You might consider learning some skill like app development you could do telecommuting or as a consultant that pays over $100K a year each and just work part-time and not have to live below poverty level for the rest of your lives. If you were self employed you could write off many of your day to day expenses like a home office, conference travel (they can be in Las Vegas and London and they are still deductible :)), health insurance premiums, business cell phone and ISP costs.
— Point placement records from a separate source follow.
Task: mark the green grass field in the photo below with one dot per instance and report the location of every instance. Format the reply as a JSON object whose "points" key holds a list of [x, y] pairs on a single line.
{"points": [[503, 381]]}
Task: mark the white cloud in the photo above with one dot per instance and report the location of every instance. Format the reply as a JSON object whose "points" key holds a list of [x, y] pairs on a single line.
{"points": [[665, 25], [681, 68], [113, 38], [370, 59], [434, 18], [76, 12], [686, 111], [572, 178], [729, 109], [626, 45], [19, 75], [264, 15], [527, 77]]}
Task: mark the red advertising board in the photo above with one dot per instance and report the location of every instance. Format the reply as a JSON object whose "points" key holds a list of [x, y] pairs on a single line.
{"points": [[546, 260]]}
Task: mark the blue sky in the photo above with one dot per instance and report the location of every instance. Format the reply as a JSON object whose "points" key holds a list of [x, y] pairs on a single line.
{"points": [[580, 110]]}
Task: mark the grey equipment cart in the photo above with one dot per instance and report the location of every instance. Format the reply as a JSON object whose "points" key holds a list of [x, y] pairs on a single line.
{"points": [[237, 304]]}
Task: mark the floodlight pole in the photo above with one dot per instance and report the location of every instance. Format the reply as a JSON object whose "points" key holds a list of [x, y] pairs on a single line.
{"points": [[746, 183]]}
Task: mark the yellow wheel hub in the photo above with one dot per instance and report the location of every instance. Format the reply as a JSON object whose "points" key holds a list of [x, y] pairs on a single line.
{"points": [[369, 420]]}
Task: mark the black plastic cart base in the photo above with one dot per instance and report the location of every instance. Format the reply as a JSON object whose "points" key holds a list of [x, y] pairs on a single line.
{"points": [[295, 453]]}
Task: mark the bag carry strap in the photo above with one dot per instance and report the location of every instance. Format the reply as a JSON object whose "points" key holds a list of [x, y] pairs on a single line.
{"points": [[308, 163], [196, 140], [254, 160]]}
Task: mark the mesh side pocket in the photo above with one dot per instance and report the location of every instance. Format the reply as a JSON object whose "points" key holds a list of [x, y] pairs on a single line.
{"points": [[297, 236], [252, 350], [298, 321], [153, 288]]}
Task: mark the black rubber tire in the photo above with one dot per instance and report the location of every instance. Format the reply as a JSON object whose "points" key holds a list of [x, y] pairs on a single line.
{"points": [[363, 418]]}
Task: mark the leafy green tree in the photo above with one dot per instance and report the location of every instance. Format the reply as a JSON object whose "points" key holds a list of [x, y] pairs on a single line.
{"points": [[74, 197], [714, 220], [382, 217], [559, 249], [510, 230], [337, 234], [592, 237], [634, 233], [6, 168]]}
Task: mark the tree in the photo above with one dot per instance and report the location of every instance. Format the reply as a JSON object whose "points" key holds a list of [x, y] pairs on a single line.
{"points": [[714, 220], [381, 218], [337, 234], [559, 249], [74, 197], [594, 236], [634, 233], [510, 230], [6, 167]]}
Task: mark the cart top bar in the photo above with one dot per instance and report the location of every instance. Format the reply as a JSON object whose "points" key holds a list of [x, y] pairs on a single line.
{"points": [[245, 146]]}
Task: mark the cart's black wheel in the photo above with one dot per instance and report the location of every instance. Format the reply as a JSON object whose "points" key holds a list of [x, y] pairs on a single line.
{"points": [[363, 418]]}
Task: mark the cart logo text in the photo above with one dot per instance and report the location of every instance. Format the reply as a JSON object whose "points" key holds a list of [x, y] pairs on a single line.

What you don't need for day to day living expenses can go right to an IRA or 401K, so your taxes might be zero.

The ACA has made it easier to downshift, but it takes a pretty big nest egg for 2+ people to fully retire mid life and never work again at all, stay living in the U.S., have money for travel and be prepared for a serious illness or needing LTC some day.

If you are following the extreme ER bloggers, I suggest doing what they do, not what they say. At least a couple have or had working spouses, and one is a self employed blogger with an amazing amount of time spent on marketing / self promotion, and also does real estate construction work and the other is a blogger, book author and last I heard a full time quant.

I see the extreme ER forums bring up the Millionaire Next Door books. In the books the MNDs do not retire mid life, they just find work they enjoy so it doesn't seem like work. In reality, this is the actual life model a couple of the more well publicized extreme ER bloggers are following.